Skin/nasal mucosa: Imipramine has been tested in models involving heat, electrical and laser stimulation of the skin as well as nasal gaseous CO₂ stimulation [82–86]. Electrical pain was sensitive to the drug, but pain intensity had to be above the pain threshold for detection of analgesia [83]. Sensations from laser stimulation (reflecting a fast heat stimulus) were unaffected by imipramine, whereas the pain to heat from a thermode was decreased [85, 86]. The rate of the heating in the latter study was slow, securing more selective C-fibre activation [85, 87]. Sensation to intracutaneous electrical stimulation was decreased by imipramine. The effect was detectable on both subjective pain ratings and in the evoked potential [82]. The nociceptive withdrawal reflex is initiated by a nociceptive input (typically electrical stimulation) followed by secondary processing in the spinal cord, which initiates the generation of the withdrawal reflex [88]. The effect of the nociceptive withdrawal reflex to sural nerve stimulations was investigated by Poulsen et al.[85]. This group found a profound effect of imipramine on the reflex threshold and subjective pain ratings to single stimulations, whereas the effect on repeated stimulations (reflecting the central, NMDA-mediated integration of the response) was detected only by the subjective pain rating [85].

Muscle: Pain evoked by the cold pressor test was unaffected by imipramine [83]. Deep pressure pain was decreased by imipramine, but the stimulus intensity needed to exceed the pain threshold for a significant effect [83, 85].

Viscera: Non-nociceptive sensations and pain to distension of the oesophagus were investigated by Peghini et al., who found that only the painful sensations were affected [89].

Dosing regimes

Most studies applied high doses (100 mg) compared with clinically used doses (25–50 mg or less in chronic pain), and this could be part of the reason for the overall good effect of imipramine in the majority of studies.
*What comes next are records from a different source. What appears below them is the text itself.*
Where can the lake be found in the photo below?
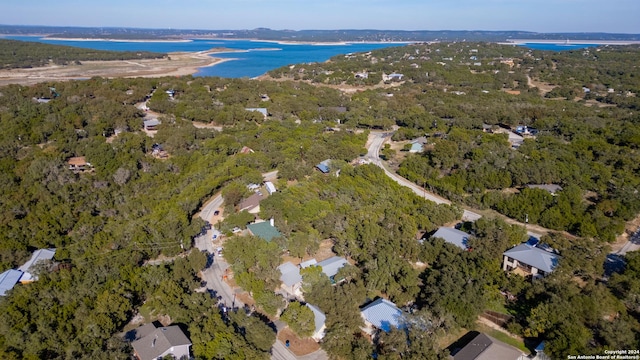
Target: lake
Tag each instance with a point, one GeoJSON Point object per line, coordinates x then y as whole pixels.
{"type": "Point", "coordinates": [257, 58]}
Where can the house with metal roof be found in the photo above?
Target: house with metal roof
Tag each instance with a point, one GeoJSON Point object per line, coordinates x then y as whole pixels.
{"type": "Point", "coordinates": [453, 237]}
{"type": "Point", "coordinates": [152, 343]}
{"type": "Point", "coordinates": [270, 187]}
{"type": "Point", "coordinates": [484, 347]}
{"type": "Point", "coordinates": [324, 166]}
{"type": "Point", "coordinates": [262, 111]}
{"type": "Point", "coordinates": [151, 124]}
{"type": "Point", "coordinates": [251, 204]}
{"type": "Point", "coordinates": [291, 279]}
{"type": "Point", "coordinates": [8, 280]}
{"type": "Point", "coordinates": [530, 260]}
{"type": "Point", "coordinates": [551, 188]}
{"type": "Point", "coordinates": [319, 319]}
{"type": "Point", "coordinates": [265, 230]}
{"type": "Point", "coordinates": [30, 267]}
{"type": "Point", "coordinates": [381, 314]}
{"type": "Point", "coordinates": [331, 266]}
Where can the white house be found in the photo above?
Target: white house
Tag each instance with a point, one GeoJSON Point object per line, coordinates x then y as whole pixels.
{"type": "Point", "coordinates": [291, 279]}
{"type": "Point", "coordinates": [319, 320]}
{"type": "Point", "coordinates": [270, 187]}
{"type": "Point", "coordinates": [530, 260]}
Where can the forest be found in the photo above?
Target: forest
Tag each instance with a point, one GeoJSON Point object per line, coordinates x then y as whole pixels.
{"type": "Point", "coordinates": [25, 54]}
{"type": "Point", "coordinates": [110, 224]}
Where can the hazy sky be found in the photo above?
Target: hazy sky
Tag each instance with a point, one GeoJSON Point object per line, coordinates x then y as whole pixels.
{"type": "Point", "coordinates": [621, 16]}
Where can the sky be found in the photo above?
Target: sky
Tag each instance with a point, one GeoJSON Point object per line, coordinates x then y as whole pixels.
{"type": "Point", "coordinates": [611, 16]}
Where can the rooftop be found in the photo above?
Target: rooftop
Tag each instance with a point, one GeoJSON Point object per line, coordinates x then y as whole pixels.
{"type": "Point", "coordinates": [533, 256]}
{"type": "Point", "coordinates": [290, 274]}
{"type": "Point", "coordinates": [8, 279]}
{"type": "Point", "coordinates": [264, 230]}
{"type": "Point", "coordinates": [160, 340]}
{"type": "Point", "coordinates": [331, 265]}
{"type": "Point", "coordinates": [383, 314]}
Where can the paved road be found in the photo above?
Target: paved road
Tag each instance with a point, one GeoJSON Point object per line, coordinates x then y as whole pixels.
{"type": "Point", "coordinates": [280, 352]}
{"type": "Point", "coordinates": [377, 139]}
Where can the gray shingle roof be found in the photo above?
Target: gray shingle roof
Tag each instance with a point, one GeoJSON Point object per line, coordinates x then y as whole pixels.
{"type": "Point", "coordinates": [159, 341]}
{"type": "Point", "coordinates": [8, 279]}
{"type": "Point", "coordinates": [331, 265]}
{"type": "Point", "coordinates": [453, 236]}
{"type": "Point", "coordinates": [383, 314]}
{"type": "Point", "coordinates": [484, 347]}
{"type": "Point", "coordinates": [538, 258]}
{"type": "Point", "coordinates": [290, 274]}
{"type": "Point", "coordinates": [264, 230]}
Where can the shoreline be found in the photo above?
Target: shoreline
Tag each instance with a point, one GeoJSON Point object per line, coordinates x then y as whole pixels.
{"type": "Point", "coordinates": [568, 42]}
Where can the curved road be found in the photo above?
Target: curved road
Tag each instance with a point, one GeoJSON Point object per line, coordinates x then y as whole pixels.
{"type": "Point", "coordinates": [376, 140]}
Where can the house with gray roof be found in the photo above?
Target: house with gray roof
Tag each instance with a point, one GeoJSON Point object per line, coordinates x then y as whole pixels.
{"type": "Point", "coordinates": [331, 266]}
{"type": "Point", "coordinates": [152, 343]}
{"type": "Point", "coordinates": [8, 280]}
{"type": "Point", "coordinates": [265, 230]}
{"type": "Point", "coordinates": [551, 188]}
{"type": "Point", "coordinates": [319, 319]}
{"type": "Point", "coordinates": [484, 347]}
{"type": "Point", "coordinates": [530, 260]}
{"type": "Point", "coordinates": [262, 111]}
{"type": "Point", "coordinates": [291, 279]}
{"type": "Point", "coordinates": [453, 236]}
{"type": "Point", "coordinates": [30, 267]}
{"type": "Point", "coordinates": [381, 314]}
{"type": "Point", "coordinates": [151, 124]}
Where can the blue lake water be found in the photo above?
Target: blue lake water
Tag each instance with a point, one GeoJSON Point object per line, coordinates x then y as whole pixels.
{"type": "Point", "coordinates": [556, 47]}
{"type": "Point", "coordinates": [257, 58]}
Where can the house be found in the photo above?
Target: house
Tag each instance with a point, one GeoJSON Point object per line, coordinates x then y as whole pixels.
{"type": "Point", "coordinates": [262, 111]}
{"type": "Point", "coordinates": [8, 280]}
{"type": "Point", "coordinates": [270, 187]}
{"type": "Point", "coordinates": [392, 76]}
{"type": "Point", "coordinates": [264, 230]}
{"type": "Point", "coordinates": [251, 204]}
{"type": "Point", "coordinates": [78, 164]}
{"type": "Point", "coordinates": [246, 150]}
{"type": "Point", "coordinates": [291, 279]}
{"type": "Point", "coordinates": [306, 264]}
{"type": "Point", "coordinates": [324, 166]}
{"type": "Point", "coordinates": [551, 188]}
{"type": "Point", "coordinates": [530, 260]}
{"type": "Point", "coordinates": [484, 347]}
{"type": "Point", "coordinates": [417, 145]}
{"type": "Point", "coordinates": [331, 266]}
{"type": "Point", "coordinates": [151, 124]}
{"type": "Point", "coordinates": [381, 314]}
{"type": "Point", "coordinates": [319, 319]}
{"type": "Point", "coordinates": [453, 237]}
{"type": "Point", "coordinates": [152, 343]}
{"type": "Point", "coordinates": [30, 267]}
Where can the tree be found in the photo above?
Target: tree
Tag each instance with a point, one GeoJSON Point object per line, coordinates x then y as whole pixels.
{"type": "Point", "coordinates": [299, 318]}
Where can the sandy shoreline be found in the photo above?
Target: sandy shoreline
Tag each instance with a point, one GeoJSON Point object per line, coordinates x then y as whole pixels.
{"type": "Point", "coordinates": [176, 64]}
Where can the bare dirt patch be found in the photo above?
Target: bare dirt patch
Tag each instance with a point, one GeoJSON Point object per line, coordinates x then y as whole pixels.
{"type": "Point", "coordinates": [176, 64]}
{"type": "Point", "coordinates": [298, 346]}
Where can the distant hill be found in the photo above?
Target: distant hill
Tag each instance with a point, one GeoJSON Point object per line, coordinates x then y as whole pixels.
{"type": "Point", "coordinates": [306, 35]}
{"type": "Point", "coordinates": [23, 54]}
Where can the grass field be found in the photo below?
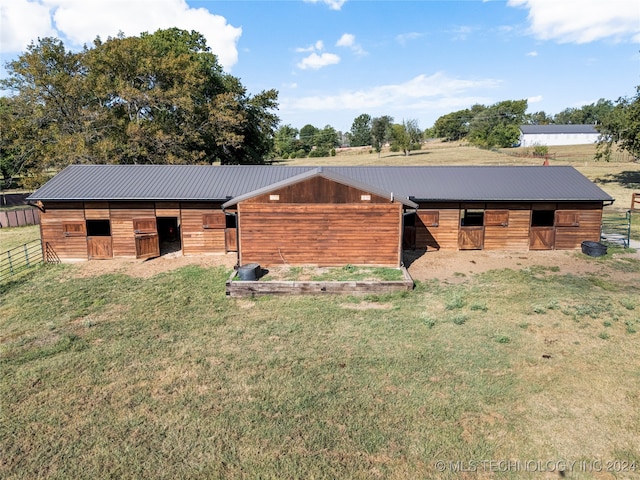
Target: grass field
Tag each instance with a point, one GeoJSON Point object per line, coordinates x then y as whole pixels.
{"type": "Point", "coordinates": [14, 237]}
{"type": "Point", "coordinates": [117, 377]}
{"type": "Point", "coordinates": [511, 373]}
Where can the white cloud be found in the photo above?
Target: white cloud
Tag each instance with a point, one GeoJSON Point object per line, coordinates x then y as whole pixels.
{"type": "Point", "coordinates": [462, 32]}
{"type": "Point", "coordinates": [332, 4]}
{"type": "Point", "coordinates": [23, 22]}
{"type": "Point", "coordinates": [346, 40]}
{"type": "Point", "coordinates": [78, 22]}
{"type": "Point", "coordinates": [319, 45]}
{"type": "Point", "coordinates": [349, 40]}
{"type": "Point", "coordinates": [417, 93]}
{"type": "Point", "coordinates": [582, 21]}
{"type": "Point", "coordinates": [405, 37]}
{"type": "Point", "coordinates": [315, 61]}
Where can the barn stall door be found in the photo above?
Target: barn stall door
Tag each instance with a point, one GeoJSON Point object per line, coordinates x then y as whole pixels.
{"type": "Point", "coordinates": [146, 235]}
{"type": "Point", "coordinates": [541, 238]}
{"type": "Point", "coordinates": [471, 233]}
{"type": "Point", "coordinates": [471, 238]}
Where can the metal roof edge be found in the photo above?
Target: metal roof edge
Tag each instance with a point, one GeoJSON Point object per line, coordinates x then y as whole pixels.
{"type": "Point", "coordinates": [328, 174]}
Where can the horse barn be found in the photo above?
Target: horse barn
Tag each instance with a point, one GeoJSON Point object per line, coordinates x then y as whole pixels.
{"type": "Point", "coordinates": [273, 215]}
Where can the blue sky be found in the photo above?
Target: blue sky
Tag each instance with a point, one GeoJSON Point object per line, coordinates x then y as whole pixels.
{"type": "Point", "coordinates": [332, 60]}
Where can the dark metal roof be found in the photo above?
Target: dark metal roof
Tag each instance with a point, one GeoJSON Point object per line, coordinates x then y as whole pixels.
{"type": "Point", "coordinates": [222, 183]}
{"type": "Point", "coordinates": [326, 173]}
{"type": "Point", "coordinates": [557, 129]}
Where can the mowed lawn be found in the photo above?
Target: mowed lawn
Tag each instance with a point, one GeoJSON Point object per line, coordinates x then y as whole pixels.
{"type": "Point", "coordinates": [512, 373]}
{"type": "Point", "coordinates": [119, 377]}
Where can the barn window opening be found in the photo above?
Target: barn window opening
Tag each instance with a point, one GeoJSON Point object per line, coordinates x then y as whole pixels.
{"type": "Point", "coordinates": [472, 218]}
{"type": "Point", "coordinates": [410, 220]}
{"type": "Point", "coordinates": [98, 228]}
{"type": "Point", "coordinates": [542, 218]}
{"type": "Point", "coordinates": [231, 221]}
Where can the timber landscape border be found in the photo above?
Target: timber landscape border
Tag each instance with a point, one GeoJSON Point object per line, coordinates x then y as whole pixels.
{"type": "Point", "coordinates": [251, 288]}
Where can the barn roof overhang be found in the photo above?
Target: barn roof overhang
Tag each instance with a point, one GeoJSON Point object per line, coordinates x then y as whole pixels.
{"type": "Point", "coordinates": [329, 175]}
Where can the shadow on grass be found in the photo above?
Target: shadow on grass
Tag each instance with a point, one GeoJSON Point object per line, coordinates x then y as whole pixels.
{"type": "Point", "coordinates": [627, 179]}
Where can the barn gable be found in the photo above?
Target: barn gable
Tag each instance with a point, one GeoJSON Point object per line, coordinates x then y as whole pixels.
{"type": "Point", "coordinates": [320, 218]}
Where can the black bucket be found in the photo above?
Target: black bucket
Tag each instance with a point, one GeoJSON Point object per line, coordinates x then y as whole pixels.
{"type": "Point", "coordinates": [250, 271]}
{"type": "Point", "coordinates": [594, 249]}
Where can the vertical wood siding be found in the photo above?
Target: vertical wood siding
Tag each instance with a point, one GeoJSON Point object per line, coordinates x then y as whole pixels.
{"type": "Point", "coordinates": [443, 236]}
{"type": "Point", "coordinates": [122, 231]}
{"type": "Point", "coordinates": [588, 218]}
{"type": "Point", "coordinates": [52, 230]}
{"type": "Point", "coordinates": [196, 239]}
{"type": "Point", "coordinates": [320, 234]}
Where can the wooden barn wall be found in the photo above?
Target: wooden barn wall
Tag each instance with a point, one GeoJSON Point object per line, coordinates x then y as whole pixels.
{"type": "Point", "coordinates": [441, 235]}
{"type": "Point", "coordinates": [320, 234]}
{"type": "Point", "coordinates": [168, 209]}
{"type": "Point", "coordinates": [122, 215]}
{"type": "Point", "coordinates": [52, 230]}
{"type": "Point", "coordinates": [318, 190]}
{"type": "Point", "coordinates": [589, 216]}
{"type": "Point", "coordinates": [196, 239]}
{"type": "Point", "coordinates": [514, 236]}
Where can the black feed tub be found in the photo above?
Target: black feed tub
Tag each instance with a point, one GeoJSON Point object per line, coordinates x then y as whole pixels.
{"type": "Point", "coordinates": [249, 272]}
{"type": "Point", "coordinates": [594, 249]}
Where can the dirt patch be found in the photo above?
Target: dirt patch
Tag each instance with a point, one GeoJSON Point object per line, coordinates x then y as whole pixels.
{"type": "Point", "coordinates": [368, 306]}
{"type": "Point", "coordinates": [154, 266]}
{"type": "Point", "coordinates": [446, 266]}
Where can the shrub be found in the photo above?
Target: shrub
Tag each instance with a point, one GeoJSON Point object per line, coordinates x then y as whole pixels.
{"type": "Point", "coordinates": [540, 150]}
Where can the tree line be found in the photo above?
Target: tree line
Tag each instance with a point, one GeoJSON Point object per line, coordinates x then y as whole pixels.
{"type": "Point", "coordinates": [163, 98]}
{"type": "Point", "coordinates": [150, 99]}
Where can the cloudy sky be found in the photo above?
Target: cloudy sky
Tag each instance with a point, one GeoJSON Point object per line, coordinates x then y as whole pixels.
{"type": "Point", "coordinates": [332, 60]}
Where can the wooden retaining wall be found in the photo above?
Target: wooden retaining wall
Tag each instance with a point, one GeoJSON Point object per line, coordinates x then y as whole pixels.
{"type": "Point", "coordinates": [244, 288]}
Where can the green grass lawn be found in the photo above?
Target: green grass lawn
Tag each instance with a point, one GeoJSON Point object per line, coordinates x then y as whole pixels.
{"type": "Point", "coordinates": [118, 377]}
{"type": "Point", "coordinates": [16, 236]}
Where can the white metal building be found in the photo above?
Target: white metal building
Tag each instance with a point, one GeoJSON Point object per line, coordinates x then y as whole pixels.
{"type": "Point", "coordinates": [531, 135]}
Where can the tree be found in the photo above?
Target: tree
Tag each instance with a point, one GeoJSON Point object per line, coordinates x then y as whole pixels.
{"type": "Point", "coordinates": [497, 125]}
{"type": "Point", "coordinates": [325, 140]}
{"type": "Point", "coordinates": [621, 127]}
{"type": "Point", "coordinates": [406, 136]}
{"type": "Point", "coordinates": [381, 131]}
{"type": "Point", "coordinates": [155, 98]}
{"type": "Point", "coordinates": [286, 141]}
{"type": "Point", "coordinates": [587, 114]}
{"type": "Point", "coordinates": [453, 126]}
{"type": "Point", "coordinates": [538, 118]}
{"type": "Point", "coordinates": [361, 131]}
{"type": "Point", "coordinates": [308, 137]}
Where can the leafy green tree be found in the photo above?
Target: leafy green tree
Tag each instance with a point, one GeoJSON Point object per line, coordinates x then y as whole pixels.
{"type": "Point", "coordinates": [361, 131]}
{"type": "Point", "coordinates": [325, 141]}
{"type": "Point", "coordinates": [452, 126]}
{"type": "Point", "coordinates": [406, 136]}
{"type": "Point", "coordinates": [538, 118]}
{"type": "Point", "coordinates": [286, 141]}
{"type": "Point", "coordinates": [585, 115]}
{"type": "Point", "coordinates": [308, 137]}
{"type": "Point", "coordinates": [621, 128]}
{"type": "Point", "coordinates": [497, 125]}
{"type": "Point", "coordinates": [381, 131]}
{"type": "Point", "coordinates": [155, 98]}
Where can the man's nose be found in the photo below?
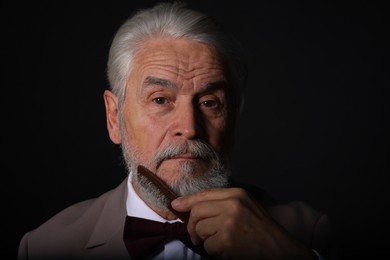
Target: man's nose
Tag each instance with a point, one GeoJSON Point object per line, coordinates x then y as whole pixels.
{"type": "Point", "coordinates": [187, 122]}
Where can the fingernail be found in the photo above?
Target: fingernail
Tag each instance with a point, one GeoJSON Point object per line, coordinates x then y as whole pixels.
{"type": "Point", "coordinates": [176, 202]}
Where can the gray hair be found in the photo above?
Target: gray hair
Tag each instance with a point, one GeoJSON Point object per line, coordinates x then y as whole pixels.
{"type": "Point", "coordinates": [171, 19]}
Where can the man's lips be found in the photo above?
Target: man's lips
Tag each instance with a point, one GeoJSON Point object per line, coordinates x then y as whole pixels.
{"type": "Point", "coordinates": [185, 156]}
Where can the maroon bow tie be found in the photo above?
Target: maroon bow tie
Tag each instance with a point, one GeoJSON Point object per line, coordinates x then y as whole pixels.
{"type": "Point", "coordinates": [142, 237]}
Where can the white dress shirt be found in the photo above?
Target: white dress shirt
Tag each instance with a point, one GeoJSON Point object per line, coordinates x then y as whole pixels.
{"type": "Point", "coordinates": [175, 249]}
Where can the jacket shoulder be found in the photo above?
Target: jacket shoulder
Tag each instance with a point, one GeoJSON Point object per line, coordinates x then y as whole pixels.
{"type": "Point", "coordinates": [73, 224]}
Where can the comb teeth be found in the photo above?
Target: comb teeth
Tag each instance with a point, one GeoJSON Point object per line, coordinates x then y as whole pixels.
{"type": "Point", "coordinates": [164, 189]}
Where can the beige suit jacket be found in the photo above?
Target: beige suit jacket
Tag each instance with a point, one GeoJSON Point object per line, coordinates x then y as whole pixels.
{"type": "Point", "coordinates": [93, 229]}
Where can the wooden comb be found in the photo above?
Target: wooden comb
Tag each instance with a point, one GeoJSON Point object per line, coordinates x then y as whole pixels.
{"type": "Point", "coordinates": [164, 189]}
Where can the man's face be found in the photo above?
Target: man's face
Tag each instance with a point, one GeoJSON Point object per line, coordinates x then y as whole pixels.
{"type": "Point", "coordinates": [176, 95]}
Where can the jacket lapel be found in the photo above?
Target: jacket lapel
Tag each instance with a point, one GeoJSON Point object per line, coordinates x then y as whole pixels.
{"type": "Point", "coordinates": [106, 239]}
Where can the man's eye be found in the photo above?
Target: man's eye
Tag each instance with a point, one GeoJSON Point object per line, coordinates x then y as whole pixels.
{"type": "Point", "coordinates": [209, 103]}
{"type": "Point", "coordinates": [160, 100]}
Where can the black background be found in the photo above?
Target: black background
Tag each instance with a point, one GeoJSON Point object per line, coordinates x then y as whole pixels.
{"type": "Point", "coordinates": [314, 127]}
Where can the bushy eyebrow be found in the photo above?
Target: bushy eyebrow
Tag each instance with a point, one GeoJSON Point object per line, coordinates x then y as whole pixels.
{"type": "Point", "coordinates": [158, 81]}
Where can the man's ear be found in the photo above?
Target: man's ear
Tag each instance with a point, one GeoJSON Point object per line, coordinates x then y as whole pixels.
{"type": "Point", "coordinates": [112, 117]}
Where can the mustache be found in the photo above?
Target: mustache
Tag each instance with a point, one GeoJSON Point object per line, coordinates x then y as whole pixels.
{"type": "Point", "coordinates": [197, 149]}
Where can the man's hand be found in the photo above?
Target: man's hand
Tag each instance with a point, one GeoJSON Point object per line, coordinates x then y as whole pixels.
{"type": "Point", "coordinates": [234, 226]}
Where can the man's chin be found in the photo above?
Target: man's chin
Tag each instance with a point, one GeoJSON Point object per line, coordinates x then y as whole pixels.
{"type": "Point", "coordinates": [173, 170]}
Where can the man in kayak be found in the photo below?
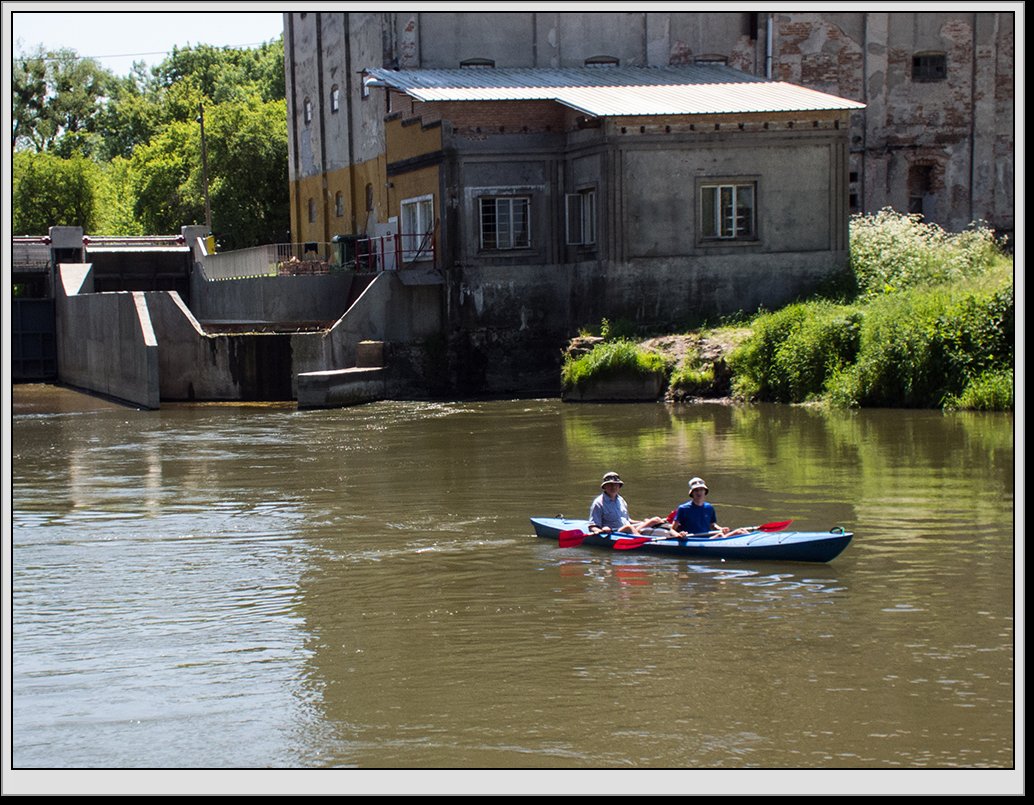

However, in the clinical situation there is often a delay of 1–2 weeks before the drug works.

Mechanistic aspects

The tricyclic antidepressants mainly inhibit the serotonergic and norepinephrinergic reuptake, but several mechanisms probably account for the analgesic properties of this drug [90]. The fact that imipramine works through many different analgesic mechanisms may also have contributed to the effects found in several experimental models. However, several studies show a pain-specific action of imipramine with a decrease of sensations at the pain detection threshold or of higher intensity [83, 85, 89].

Other types of analgesics

Delta-9-tetrahydrocannabinol

Acute models

Skin: Delta-9-tetrahydrocannabinol has been tested in models involving sensation to warmth and cold and pain evoked by mechanical [pinprick (von Frey) and brush], cold, heat and electrical stimulation [91–94]. The majority of studies found no effect on the pain parameters except for brush and pinprick evoked pain [94]. However, in an older study applying electrical skin pain and repeated pressure algometry, the pain detection thresholds, but not the pain tolerance thresholds to these pain stimulations, were increased after administration of delta-9-tetrahydrocannabinol.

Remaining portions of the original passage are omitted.